Wenn keine Aussage darüber gemacht wird, nach welchen Richtlinien (z.B. von Erzeugergemeinschaften) kontrolliert wird, ist diese Aussage ein Allgemeinplatz: Bei jedem Milchlieferanten wird auf Keimzahlen, Milchfettgehalt etc. kontrolliert. Jede Obstkultur wird auf Schädlingsbefall kontrolliert. Zuckerrübenlieferungen auf Schmutz und Zuckergehalt. Etc. etc.
Daher ist die Aussage erlaubt, weil irgendeine Kontrolle in allen Fällen belegt werden kann.
Die „weitmaschigste“ Stufe von derlei Aussagen, die nicht bloß der Werbung dient, heißt „integrierter Anbau“ = keine prophylaktische Anwendung von Pflanzenschutzmitteln, Pflanzenschutzmaßnahmen nach dem sog. Schadschwellenprinzip.
Schöne Grüße
MM
Hallo allerseits,
Die „weitmaschigste“ Stufe von derlei Aussagen, die nicht bloß
der Werbung dient, heißt „integrierter Anbau“ = keine
prophylaktische Anwendung von Pflanzenschutzmitteln,
Pflanzenschutzmaßnahmen nach dem sog. Schadschwellenprinzip.
genau das ist der springende Punkt, den man nicht oft und genau genug nennen
kann: „Integrierter Anbau“ ist eine ungeheuer gute Erfindung: Es klingt sehr
„integer“, ist es aber nicht. Die meisten Leute sind baff, erklärt man ihnen,
dass hier sehr wohl Pestizide gebraucht werden - integriert in den Anbauprozess
ist nur der Hersteller der Mittel, der dem landwirt sagt, wieviel er verwenden
soll (und im Interesse des Herstellers ist sicher nicht ein möglichst geringer
Verbrauch …).
Gruß
Bolo2L
Hallo BoLo2L,
integriert in den Anbauprozess ist nur der Hersteller der
Mittel, der dem Landwirt sagt, wieviel er verwenden soll
hier sei eine kleine Ergänzung erlaubt:
Als schön klingender und nicht sehr präzise definierter Begriff öffnet der „Integrierte Anbau“ reklamehaftem Trommeln natürlich Tür und Tor.
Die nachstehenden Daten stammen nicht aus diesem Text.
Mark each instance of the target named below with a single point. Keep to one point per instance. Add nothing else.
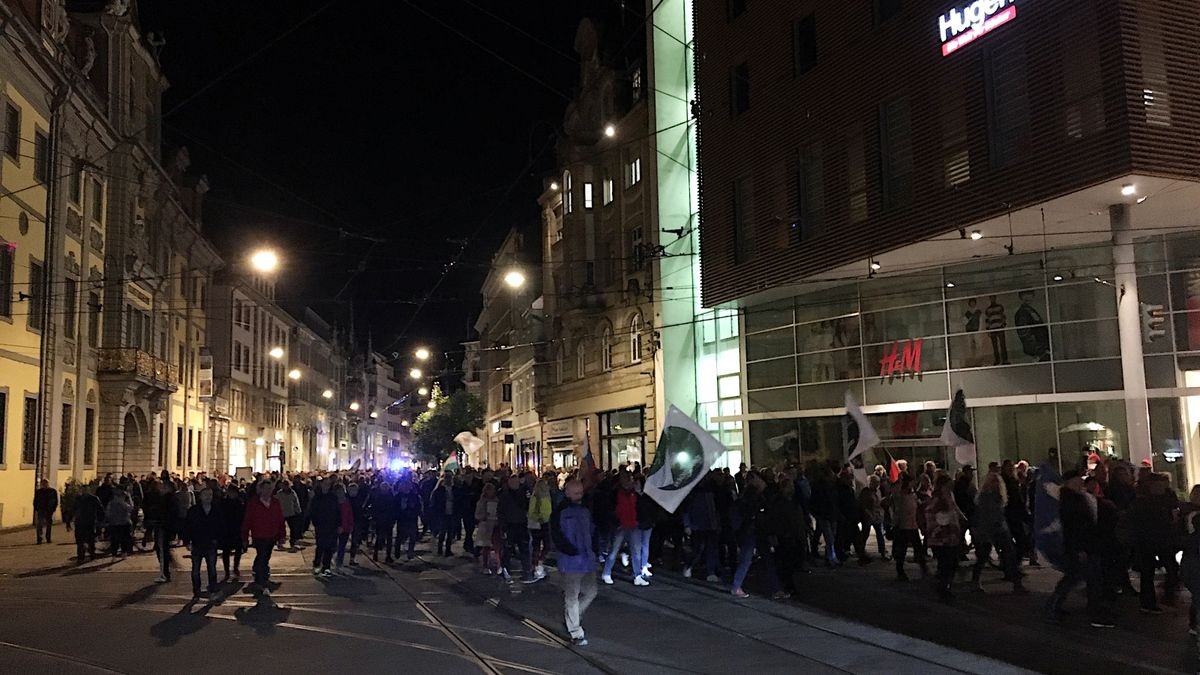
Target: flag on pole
(861, 436)
(957, 430)
(684, 455)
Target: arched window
(581, 359)
(635, 339)
(606, 350)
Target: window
(70, 299)
(97, 199)
(89, 436)
(887, 9)
(6, 290)
(42, 165)
(895, 153)
(93, 320)
(1008, 105)
(743, 220)
(635, 339)
(739, 88)
(804, 45)
(65, 436)
(36, 296)
(809, 193)
(29, 431)
(12, 131)
(606, 350)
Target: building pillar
(1129, 327)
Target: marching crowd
(1096, 523)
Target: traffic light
(1153, 322)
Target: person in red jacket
(263, 526)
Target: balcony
(136, 364)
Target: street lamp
(515, 279)
(264, 260)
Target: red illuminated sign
(901, 362)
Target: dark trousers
(263, 549)
(703, 548)
(45, 524)
(327, 543)
(1150, 560)
(85, 542)
(904, 539)
(407, 533)
(1081, 568)
(209, 555)
(295, 529)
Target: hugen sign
(963, 25)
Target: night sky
(377, 120)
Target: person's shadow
(169, 631)
(263, 617)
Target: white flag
(684, 455)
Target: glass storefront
(623, 437)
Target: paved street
(435, 614)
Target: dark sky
(376, 119)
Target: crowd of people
(1111, 520)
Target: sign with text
(963, 25)
(901, 359)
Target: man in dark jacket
(203, 530)
(88, 515)
(513, 513)
(46, 502)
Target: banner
(684, 455)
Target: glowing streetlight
(264, 260)
(515, 279)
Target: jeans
(745, 556)
(579, 591)
(342, 539)
(263, 549)
(631, 535)
(209, 555)
(45, 523)
(703, 547)
(407, 533)
(325, 544)
(517, 537)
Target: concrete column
(1129, 326)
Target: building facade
(899, 204)
(598, 381)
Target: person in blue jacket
(571, 529)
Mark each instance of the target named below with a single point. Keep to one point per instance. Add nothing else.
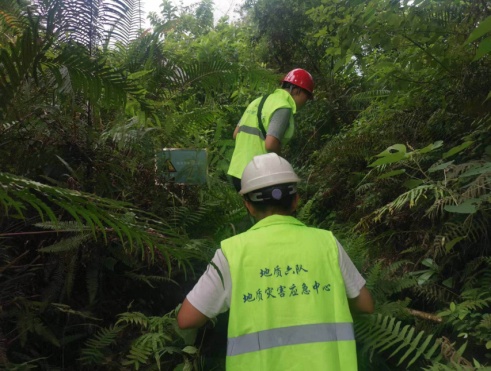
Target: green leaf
(464, 208)
(483, 28)
(413, 183)
(392, 173)
(430, 147)
(389, 159)
(478, 170)
(190, 350)
(449, 245)
(425, 277)
(483, 49)
(443, 166)
(448, 283)
(457, 149)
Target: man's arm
(236, 131)
(363, 303)
(189, 317)
(278, 125)
(272, 144)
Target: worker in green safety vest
(267, 123)
(290, 289)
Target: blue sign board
(184, 166)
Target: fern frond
(381, 333)
(149, 279)
(92, 352)
(133, 318)
(66, 244)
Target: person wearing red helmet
(267, 123)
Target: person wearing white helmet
(267, 123)
(290, 289)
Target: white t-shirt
(211, 297)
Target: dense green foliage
(96, 254)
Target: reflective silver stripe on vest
(251, 130)
(294, 335)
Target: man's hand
(189, 317)
(363, 303)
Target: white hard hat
(265, 171)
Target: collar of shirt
(277, 219)
(288, 97)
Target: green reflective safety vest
(249, 141)
(289, 309)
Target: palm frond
(385, 333)
(101, 216)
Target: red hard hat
(300, 78)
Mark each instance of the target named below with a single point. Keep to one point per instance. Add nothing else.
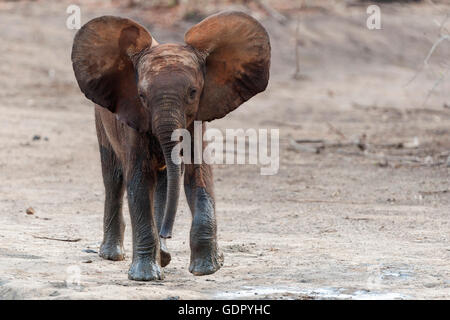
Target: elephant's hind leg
(113, 222)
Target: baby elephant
(143, 91)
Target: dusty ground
(341, 223)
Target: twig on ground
(56, 239)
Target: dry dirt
(341, 223)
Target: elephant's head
(158, 88)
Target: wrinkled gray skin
(170, 78)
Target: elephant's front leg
(159, 205)
(146, 257)
(205, 255)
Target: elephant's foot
(145, 269)
(112, 251)
(205, 259)
(164, 253)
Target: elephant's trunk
(168, 119)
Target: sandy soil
(341, 223)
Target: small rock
(412, 144)
(54, 294)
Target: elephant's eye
(192, 93)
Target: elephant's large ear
(237, 50)
(102, 58)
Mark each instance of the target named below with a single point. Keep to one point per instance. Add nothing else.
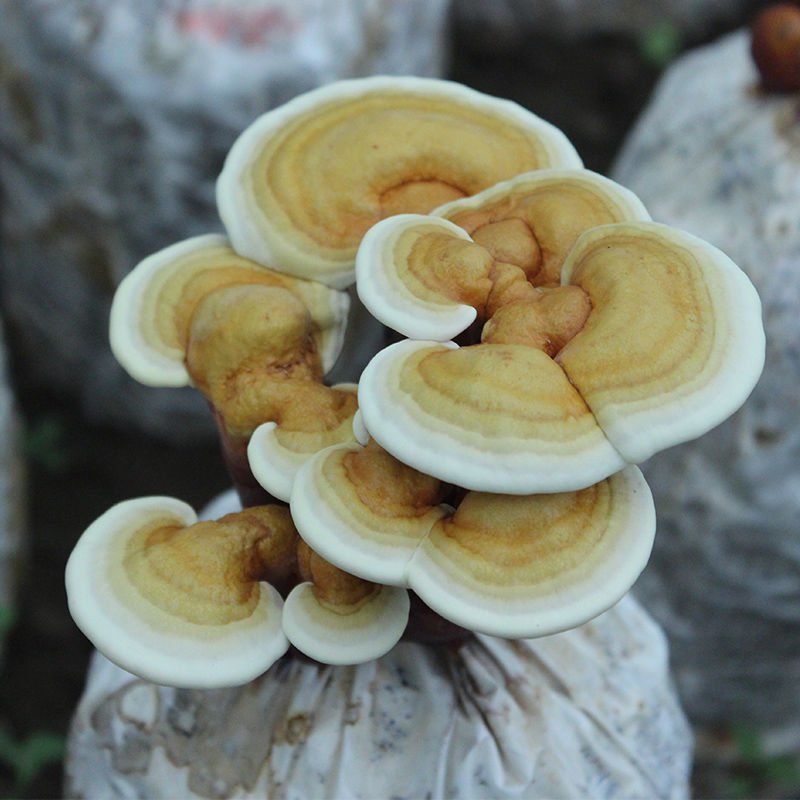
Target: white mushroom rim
(511, 566)
(275, 456)
(345, 636)
(145, 639)
(304, 181)
(144, 332)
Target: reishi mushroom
(254, 341)
(492, 478)
(599, 347)
(197, 604)
(304, 182)
(338, 618)
(506, 565)
(181, 602)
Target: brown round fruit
(775, 47)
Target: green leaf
(783, 771)
(39, 750)
(44, 444)
(660, 43)
(748, 743)
(28, 758)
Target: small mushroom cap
(675, 343)
(275, 455)
(493, 418)
(365, 515)
(164, 646)
(304, 182)
(345, 635)
(520, 567)
(399, 297)
(153, 306)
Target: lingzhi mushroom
(490, 477)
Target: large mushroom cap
(507, 565)
(172, 600)
(499, 418)
(533, 565)
(605, 337)
(154, 305)
(675, 343)
(338, 618)
(305, 181)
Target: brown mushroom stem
(234, 455)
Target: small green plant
(660, 42)
(44, 443)
(757, 772)
(26, 759)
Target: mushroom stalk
(234, 455)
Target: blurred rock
(588, 713)
(714, 155)
(114, 123)
(502, 22)
(12, 498)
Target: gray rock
(587, 713)
(12, 497)
(114, 123)
(715, 156)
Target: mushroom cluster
(549, 337)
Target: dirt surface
(596, 93)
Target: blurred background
(115, 118)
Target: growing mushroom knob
(337, 618)
(604, 338)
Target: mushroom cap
(499, 418)
(275, 455)
(305, 181)
(363, 527)
(345, 635)
(158, 642)
(394, 294)
(506, 565)
(649, 337)
(520, 567)
(675, 343)
(153, 306)
(415, 282)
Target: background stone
(12, 499)
(115, 120)
(714, 155)
(497, 23)
(587, 713)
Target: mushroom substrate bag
(588, 713)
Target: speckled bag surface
(586, 713)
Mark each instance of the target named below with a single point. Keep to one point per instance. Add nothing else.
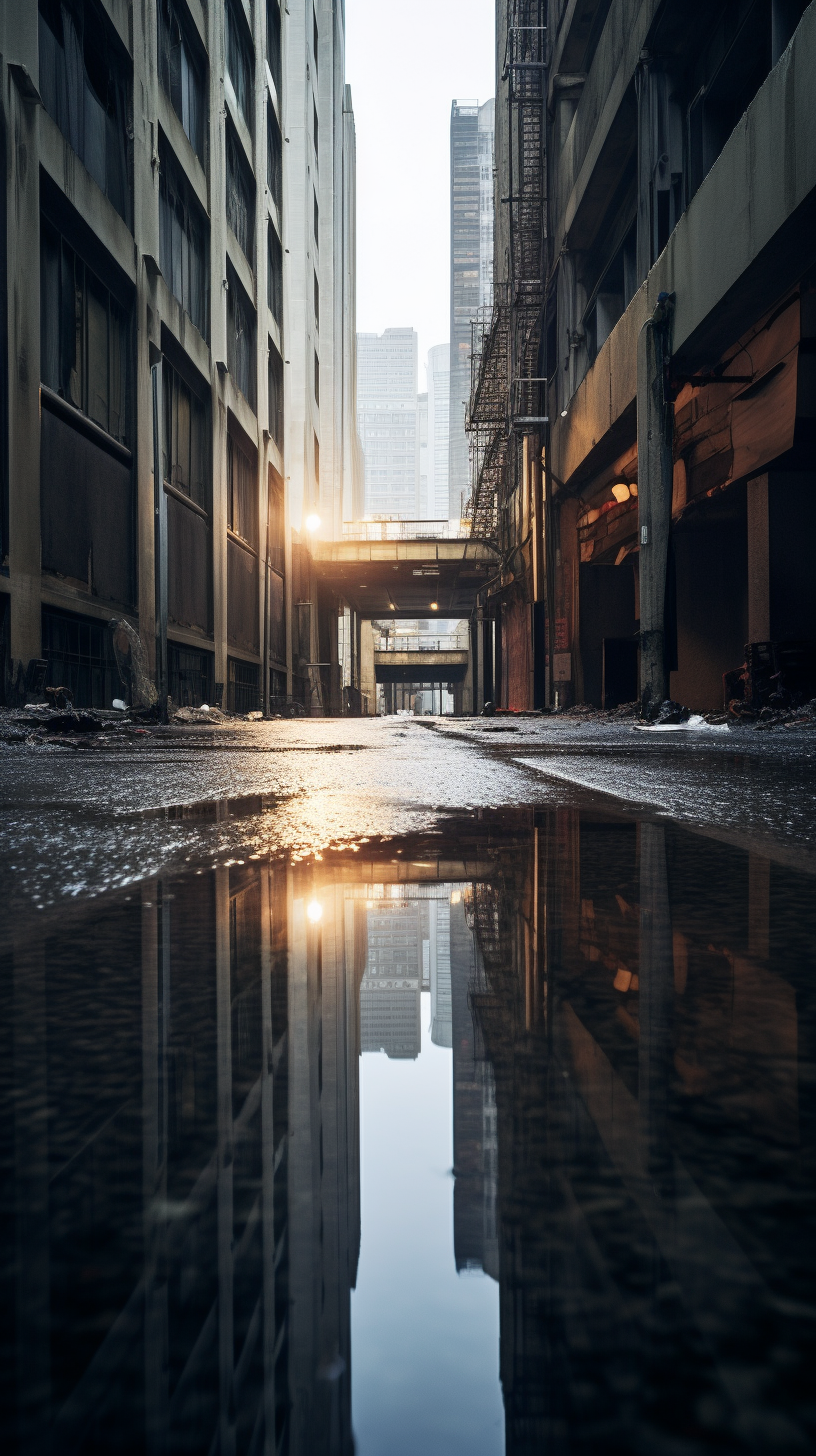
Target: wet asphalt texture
(85, 819)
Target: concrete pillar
(22, 184)
(758, 565)
(367, 679)
(654, 418)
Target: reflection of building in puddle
(389, 993)
(475, 1139)
(439, 970)
(408, 952)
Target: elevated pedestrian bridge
(421, 658)
(405, 570)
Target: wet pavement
(407, 1086)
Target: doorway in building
(620, 671)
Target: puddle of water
(496, 1139)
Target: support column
(654, 420)
(758, 567)
(22, 184)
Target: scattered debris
(131, 661)
(60, 698)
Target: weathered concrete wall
(742, 240)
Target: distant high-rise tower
(471, 267)
(439, 418)
(423, 453)
(386, 414)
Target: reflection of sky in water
(424, 1340)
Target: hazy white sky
(405, 61)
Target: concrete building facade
(386, 411)
(439, 415)
(471, 268)
(654, 297)
(178, 251)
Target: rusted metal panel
(242, 599)
(727, 431)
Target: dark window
(242, 504)
(80, 655)
(181, 74)
(276, 396)
(182, 243)
(241, 338)
(190, 676)
(185, 455)
(83, 83)
(274, 42)
(241, 197)
(274, 275)
(83, 337)
(244, 693)
(239, 61)
(274, 157)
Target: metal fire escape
(506, 385)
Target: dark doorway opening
(620, 671)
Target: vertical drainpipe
(161, 546)
(654, 427)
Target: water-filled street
(407, 1095)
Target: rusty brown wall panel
(516, 653)
(86, 500)
(242, 599)
(190, 570)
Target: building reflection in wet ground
(633, 1094)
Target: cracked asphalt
(83, 820)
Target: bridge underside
(420, 667)
(402, 578)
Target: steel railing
(394, 529)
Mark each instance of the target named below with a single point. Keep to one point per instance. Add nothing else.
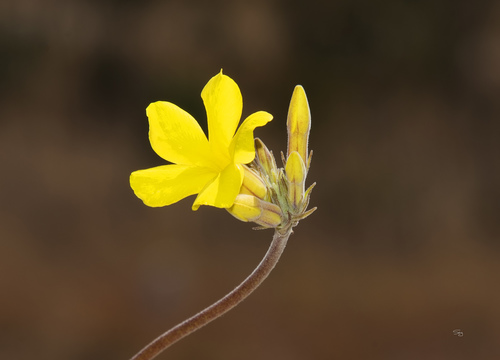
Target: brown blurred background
(403, 250)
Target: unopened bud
(264, 156)
(250, 208)
(296, 175)
(298, 123)
(253, 184)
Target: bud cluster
(276, 197)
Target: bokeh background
(403, 250)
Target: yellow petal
(223, 103)
(167, 184)
(242, 148)
(299, 123)
(176, 136)
(222, 191)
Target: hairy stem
(222, 306)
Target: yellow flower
(211, 168)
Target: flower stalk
(222, 306)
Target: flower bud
(299, 124)
(264, 156)
(253, 184)
(250, 208)
(296, 175)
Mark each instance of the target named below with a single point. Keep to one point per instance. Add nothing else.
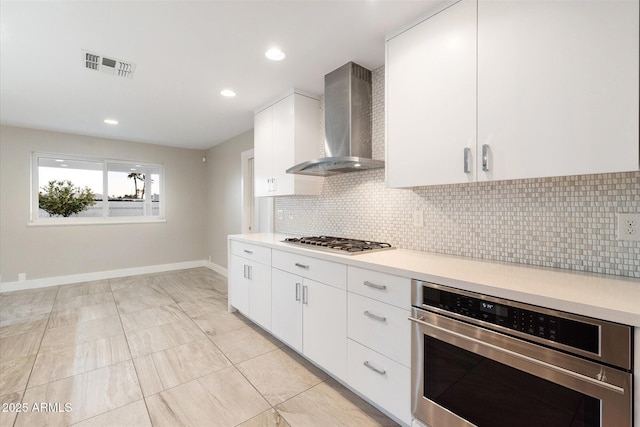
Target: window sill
(48, 222)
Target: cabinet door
(431, 99)
(286, 304)
(324, 326)
(262, 165)
(238, 284)
(558, 87)
(260, 294)
(283, 146)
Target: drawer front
(385, 382)
(394, 290)
(256, 253)
(381, 327)
(319, 270)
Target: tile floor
(156, 350)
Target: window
(69, 188)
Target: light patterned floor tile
(23, 328)
(151, 317)
(245, 343)
(82, 300)
(204, 306)
(143, 303)
(84, 288)
(133, 414)
(71, 316)
(89, 394)
(14, 374)
(330, 404)
(163, 337)
(13, 347)
(91, 330)
(68, 361)
(281, 374)
(14, 314)
(269, 418)
(220, 322)
(169, 368)
(224, 398)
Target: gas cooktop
(339, 244)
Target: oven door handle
(598, 382)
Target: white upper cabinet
(286, 133)
(558, 87)
(556, 93)
(431, 100)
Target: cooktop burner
(339, 244)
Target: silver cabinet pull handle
(373, 368)
(375, 316)
(467, 155)
(485, 157)
(375, 286)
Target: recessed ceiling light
(274, 54)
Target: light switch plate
(629, 226)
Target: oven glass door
(463, 375)
(488, 393)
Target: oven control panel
(528, 321)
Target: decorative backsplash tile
(563, 222)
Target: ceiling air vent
(111, 66)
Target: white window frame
(35, 220)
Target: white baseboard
(111, 274)
(217, 268)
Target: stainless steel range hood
(347, 100)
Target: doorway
(257, 212)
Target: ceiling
(185, 53)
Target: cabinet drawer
(385, 382)
(327, 272)
(259, 254)
(394, 290)
(382, 327)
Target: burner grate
(339, 244)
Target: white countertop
(606, 297)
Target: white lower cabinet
(380, 326)
(382, 380)
(250, 282)
(324, 326)
(286, 304)
(310, 315)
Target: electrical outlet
(629, 226)
(418, 218)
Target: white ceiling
(185, 52)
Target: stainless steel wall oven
(484, 361)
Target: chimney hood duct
(347, 106)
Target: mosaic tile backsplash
(561, 222)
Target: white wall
(51, 251)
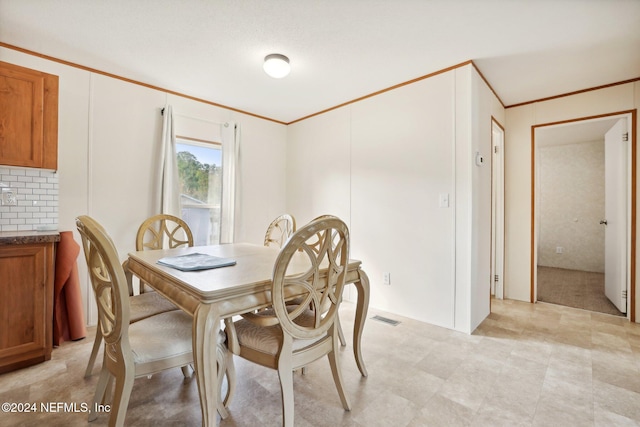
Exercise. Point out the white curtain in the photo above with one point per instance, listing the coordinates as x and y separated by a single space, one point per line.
230 180
169 187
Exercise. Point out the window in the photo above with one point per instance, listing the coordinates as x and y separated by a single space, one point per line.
200 176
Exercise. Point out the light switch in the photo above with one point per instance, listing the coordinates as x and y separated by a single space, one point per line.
444 200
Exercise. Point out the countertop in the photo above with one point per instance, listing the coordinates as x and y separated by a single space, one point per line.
27 237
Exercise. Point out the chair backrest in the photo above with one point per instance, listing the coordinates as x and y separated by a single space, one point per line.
109 285
163 231
319 284
280 230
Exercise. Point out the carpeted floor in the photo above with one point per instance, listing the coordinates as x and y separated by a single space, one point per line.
572 288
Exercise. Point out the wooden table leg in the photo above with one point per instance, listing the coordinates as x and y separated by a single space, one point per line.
206 325
362 306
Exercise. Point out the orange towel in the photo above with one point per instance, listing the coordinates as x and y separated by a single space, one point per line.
68 315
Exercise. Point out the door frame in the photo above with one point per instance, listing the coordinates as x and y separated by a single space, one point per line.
497 211
631 194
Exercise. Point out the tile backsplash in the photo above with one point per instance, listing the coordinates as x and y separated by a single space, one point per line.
36 199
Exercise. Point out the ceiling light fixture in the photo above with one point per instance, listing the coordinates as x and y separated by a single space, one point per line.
276 65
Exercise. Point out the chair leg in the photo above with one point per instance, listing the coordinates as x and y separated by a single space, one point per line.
337 374
94 351
186 371
343 342
285 373
121 396
101 388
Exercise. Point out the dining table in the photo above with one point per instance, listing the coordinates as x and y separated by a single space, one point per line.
211 295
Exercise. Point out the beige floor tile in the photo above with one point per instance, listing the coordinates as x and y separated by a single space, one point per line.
526 365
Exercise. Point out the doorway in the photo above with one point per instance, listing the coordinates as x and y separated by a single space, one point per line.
497 210
573 252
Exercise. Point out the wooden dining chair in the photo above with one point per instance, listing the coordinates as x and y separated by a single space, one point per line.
156 232
286 337
162 231
279 230
132 350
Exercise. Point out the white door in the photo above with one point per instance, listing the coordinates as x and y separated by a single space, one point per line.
497 211
615 281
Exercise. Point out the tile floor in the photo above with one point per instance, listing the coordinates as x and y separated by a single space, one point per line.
573 288
526 365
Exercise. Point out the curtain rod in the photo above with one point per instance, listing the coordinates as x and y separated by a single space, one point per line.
226 124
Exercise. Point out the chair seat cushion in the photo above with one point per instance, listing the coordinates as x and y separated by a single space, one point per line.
148 304
161 336
267 339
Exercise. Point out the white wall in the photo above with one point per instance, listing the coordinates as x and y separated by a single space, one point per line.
382 164
519 121
108 135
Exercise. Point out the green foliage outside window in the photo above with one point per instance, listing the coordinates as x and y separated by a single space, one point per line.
194 176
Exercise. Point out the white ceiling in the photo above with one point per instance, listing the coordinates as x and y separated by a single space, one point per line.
340 50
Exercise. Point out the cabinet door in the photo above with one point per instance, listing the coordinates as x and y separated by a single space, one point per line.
25 305
28 117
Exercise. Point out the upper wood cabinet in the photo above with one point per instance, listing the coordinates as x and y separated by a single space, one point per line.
28 117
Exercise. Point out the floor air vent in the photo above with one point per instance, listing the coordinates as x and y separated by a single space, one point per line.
386 320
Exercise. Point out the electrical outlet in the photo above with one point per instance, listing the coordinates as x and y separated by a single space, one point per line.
9 197
386 278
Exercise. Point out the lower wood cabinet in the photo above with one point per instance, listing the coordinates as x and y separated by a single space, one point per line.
26 304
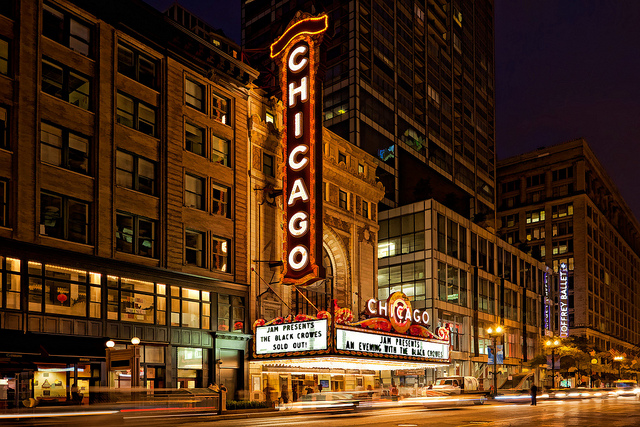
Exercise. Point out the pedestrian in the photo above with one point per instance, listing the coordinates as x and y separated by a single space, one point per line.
534 392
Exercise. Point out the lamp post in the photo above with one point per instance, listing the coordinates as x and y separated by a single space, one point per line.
135 365
553 345
494 332
619 359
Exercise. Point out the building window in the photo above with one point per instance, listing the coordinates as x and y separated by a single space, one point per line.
560 174
220 109
4 202
4 128
343 201
190 308
268 164
64 218
4 57
66 30
135 173
220 200
10 283
193 248
535 216
63 83
220 250
63 148
560 211
133 113
231 313
535 233
194 94
269 118
562 247
401 235
194 191
137 66
535 180
135 235
194 139
220 150
138 301
66 291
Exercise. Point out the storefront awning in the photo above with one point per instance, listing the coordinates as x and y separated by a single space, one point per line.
342 362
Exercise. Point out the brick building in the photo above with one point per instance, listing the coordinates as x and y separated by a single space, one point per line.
124 195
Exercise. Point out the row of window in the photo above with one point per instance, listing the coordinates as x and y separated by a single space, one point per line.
65 291
66 218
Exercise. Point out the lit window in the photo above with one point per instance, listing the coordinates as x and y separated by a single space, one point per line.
194 192
4 57
135 173
220 200
269 118
137 66
194 94
194 139
220 150
220 249
66 30
63 83
193 248
343 202
135 235
221 108
62 148
64 218
268 164
133 113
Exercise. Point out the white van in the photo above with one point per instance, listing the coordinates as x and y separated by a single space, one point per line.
456 385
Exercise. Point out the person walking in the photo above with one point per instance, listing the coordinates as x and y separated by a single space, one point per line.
534 393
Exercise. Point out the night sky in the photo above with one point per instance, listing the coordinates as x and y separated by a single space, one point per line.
565 69
568 69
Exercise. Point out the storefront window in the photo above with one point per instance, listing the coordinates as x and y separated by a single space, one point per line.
65 298
189 358
10 282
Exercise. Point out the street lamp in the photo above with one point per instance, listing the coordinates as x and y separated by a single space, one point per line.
553 345
619 359
494 332
135 368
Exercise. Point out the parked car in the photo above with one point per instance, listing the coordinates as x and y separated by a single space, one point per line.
456 385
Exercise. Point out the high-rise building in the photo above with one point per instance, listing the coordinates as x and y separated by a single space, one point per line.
411 82
559 205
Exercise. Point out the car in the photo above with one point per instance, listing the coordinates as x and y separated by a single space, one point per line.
626 388
329 401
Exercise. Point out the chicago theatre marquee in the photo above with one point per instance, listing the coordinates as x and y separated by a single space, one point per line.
314 245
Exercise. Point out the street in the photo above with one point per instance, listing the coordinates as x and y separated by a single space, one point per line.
594 412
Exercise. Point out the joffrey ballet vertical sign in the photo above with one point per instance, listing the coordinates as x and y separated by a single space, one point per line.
564 301
297 53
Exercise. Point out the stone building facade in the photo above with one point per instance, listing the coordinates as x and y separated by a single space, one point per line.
350 197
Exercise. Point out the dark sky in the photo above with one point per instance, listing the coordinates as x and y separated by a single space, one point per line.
565 69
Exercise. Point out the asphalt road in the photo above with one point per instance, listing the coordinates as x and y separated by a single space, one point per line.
608 412
612 412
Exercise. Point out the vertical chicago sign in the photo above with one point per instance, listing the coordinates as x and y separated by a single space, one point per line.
297 53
Im eigentlichen Sinn geht es dabei aber nicht um vertikale Integration, wie bei den Stöverschen Frittenkartoffeln, bei denen der Landwirt gar nichts mehr selber beeinflussen kann und im Prinzip Lohnunternehmer für den Abnehmer ist (welcher gleichzeitig als Zulieferer der Ressourcen außer Boden und Arbeitskraft auftritt), sondern um die horizontale Integration der Phytopathologie mit den anderen Disziplinen, die für die Produktion von Bedeutung sind: Betriebslehre, Pflanzenzucht, Agrartechnik, Pflanzenernährung, Bodenkunde etc. Also nicht mehr der „saubere Acker“, sondern die Behandlung nur dann, wenn der erreichbare Mehrertrag den zusätzlichen Aufwand übersteigt, und nur wenn es keine weniger aufwendige Maßnahme gibt, die das gleiche Ergebnis bringt.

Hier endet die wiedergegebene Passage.